The ACLU recently led a challenge to the California recall, arguing that citizens in the six counties in question will not receive equal protection due to the flaws in the punch-card voting system.
It is a masterly crafted challenge to Bush v. Gore, a ruling that so many on the left have endlessly criticized as biased.
On September 15, a three-judge panel of the U.S. Court of Appeals of the Ninth Circuit, all appointed by Democratic Presidents, dubiously agreed with the ACLU and delayed the recall vote until the new voting systems are instituted statewide. That will not occur until March. In fact, the election could now be held on the same day as the Democratic Presidential Primary, thereby attracting more Democratic voters and increasing Davis’ case for survival.
However, there are a few interesting issues that immediately come to mind here. Number one, you can not overlook the fact the Ninth Circuit Court is widely regarded as the most liberal and activist court in the nation-last year alone 75% of its decisions were overruled by the supreme court.
Second, the courts reasoning. By claiming the difference’s in California’s voting systems constitute a violation of citizens’ Equal Protection rights, it is missing a larger point. Does anyone really think in every other state, the voting systems are exactly uniform across the board? Of course not. Yet we do not see elections being judged unconstitutional left and right based on this.
In fact, if you read Bush v. Gore, you won’t find any condemnation of varying voting systems in Florida. The complex opinion there dealt with already cast ballots marked the same being counted differently depending on the county.
The third point is the most glaring. The punch-=card systems currently in use in those six counties are the exact same machines that were used last November when Davis won reelection by a comfortable six percentage points.
We all knew the problems with the system then as well as we know them now.
So why did the ACLU not complain last November? Because Davis was almost assured re-election. This is a plain-view example of political partisanship and hypocrisy. It is astounding that a system that was fine ten months ago has all of sudden become such a constitutional hazard.

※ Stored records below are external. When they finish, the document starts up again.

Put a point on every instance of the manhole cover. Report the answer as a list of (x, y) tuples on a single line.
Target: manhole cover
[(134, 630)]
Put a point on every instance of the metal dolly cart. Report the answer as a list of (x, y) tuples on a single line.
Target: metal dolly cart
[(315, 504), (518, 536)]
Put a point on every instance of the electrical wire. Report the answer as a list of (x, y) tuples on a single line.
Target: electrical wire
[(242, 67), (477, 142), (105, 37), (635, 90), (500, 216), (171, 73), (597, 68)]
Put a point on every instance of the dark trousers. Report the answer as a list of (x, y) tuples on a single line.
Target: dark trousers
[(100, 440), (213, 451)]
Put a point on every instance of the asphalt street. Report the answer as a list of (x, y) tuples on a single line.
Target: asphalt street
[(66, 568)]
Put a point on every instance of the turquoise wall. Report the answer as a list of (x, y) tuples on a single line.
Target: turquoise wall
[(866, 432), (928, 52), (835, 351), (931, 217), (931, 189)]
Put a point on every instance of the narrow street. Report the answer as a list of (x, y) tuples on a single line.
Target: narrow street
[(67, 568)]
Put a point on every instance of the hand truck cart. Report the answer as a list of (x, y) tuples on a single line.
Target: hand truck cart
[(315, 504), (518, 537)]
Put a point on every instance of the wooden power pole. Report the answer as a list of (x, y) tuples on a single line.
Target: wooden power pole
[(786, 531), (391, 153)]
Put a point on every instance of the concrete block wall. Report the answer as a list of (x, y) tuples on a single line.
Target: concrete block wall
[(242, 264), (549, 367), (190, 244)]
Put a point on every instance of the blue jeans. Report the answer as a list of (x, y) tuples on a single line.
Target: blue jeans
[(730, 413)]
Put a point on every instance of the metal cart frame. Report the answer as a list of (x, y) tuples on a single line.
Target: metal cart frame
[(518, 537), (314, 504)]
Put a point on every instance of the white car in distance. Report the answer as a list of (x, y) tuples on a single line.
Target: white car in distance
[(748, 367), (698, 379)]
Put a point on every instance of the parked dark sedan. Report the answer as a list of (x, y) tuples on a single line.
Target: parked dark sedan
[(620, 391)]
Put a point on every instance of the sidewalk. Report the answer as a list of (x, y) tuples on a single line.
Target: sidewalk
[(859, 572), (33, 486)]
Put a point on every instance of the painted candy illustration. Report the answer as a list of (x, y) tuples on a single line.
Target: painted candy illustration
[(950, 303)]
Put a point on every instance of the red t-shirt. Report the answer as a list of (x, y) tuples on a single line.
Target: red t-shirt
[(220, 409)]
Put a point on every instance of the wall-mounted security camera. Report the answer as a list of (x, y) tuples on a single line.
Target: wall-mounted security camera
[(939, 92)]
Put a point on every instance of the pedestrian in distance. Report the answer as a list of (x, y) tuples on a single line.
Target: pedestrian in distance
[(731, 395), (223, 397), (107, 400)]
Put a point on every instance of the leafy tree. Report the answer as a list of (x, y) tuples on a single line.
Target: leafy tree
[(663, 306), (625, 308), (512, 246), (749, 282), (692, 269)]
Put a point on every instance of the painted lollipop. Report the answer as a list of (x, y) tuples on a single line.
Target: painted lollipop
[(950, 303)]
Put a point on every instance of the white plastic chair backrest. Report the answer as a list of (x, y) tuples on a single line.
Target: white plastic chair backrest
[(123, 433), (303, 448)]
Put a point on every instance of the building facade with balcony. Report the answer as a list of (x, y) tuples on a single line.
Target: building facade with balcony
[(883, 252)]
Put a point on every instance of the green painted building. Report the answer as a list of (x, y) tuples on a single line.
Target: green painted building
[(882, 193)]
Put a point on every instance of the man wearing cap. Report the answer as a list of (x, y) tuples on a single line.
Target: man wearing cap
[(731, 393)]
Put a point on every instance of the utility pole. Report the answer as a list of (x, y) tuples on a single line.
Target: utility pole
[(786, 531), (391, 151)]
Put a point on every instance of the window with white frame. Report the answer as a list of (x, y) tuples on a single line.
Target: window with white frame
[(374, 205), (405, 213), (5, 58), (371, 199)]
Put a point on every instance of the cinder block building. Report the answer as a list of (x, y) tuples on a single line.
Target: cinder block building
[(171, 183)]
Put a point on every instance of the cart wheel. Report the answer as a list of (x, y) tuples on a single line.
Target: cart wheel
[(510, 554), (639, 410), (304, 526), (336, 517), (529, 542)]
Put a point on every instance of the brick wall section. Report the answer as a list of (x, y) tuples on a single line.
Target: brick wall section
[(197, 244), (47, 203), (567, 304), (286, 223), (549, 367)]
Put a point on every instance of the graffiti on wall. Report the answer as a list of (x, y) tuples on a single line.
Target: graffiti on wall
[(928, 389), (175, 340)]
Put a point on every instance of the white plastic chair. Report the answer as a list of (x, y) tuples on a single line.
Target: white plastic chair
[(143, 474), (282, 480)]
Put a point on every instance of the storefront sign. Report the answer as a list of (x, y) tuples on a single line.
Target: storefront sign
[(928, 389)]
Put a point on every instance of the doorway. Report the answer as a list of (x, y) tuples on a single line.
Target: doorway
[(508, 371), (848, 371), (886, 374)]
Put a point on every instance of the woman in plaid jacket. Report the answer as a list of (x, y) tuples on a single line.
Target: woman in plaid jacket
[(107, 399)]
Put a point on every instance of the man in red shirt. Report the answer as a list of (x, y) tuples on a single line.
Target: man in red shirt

Add to that the fact that most California election officials consider a March election to be a virtual impossibility for them to pull off under the new system, and containing more Equal Protection issues for voters.
Just imagine the size of a voter’s ballot in March.
On it would be the 130-plus candidates for governor, 10-plus Democratic candidates for president, and numerous other primary candidates for the US Senate and House, state legislature, and various other local offices.
The long list could force the state to produce two ballots of each voter.
All this under a brand new voting system that is sure to lead to some confusion among voters. Do California election officials really want to risk explaining both the new system and how to navigate the long, separate ballots to each voter?
In addition, the long ballots would take much more time to sort and count, and it would take longer than usual to obtain results, always a nightmare when a close finish is expected (as we saw in Florida).
Would people supporting the delay of this recall election actually recommend that worse sounding scenario as opposed to dealing with the punch-card system for one more election? They would likely have as many problems with that situation as they have with this one.
As of this writing, the Ninth circuit panel decision is being appealed to the full bench of that same court.
Ultimately, it could be headed to the Supreme Court, and either way it will likely turn into a partisan shouting match, all the while ignoring the will of the Californian people. The entire premise of a recall election is for it to be speedy, not long and drawn out.
This election should proceed as scheduled on October 7.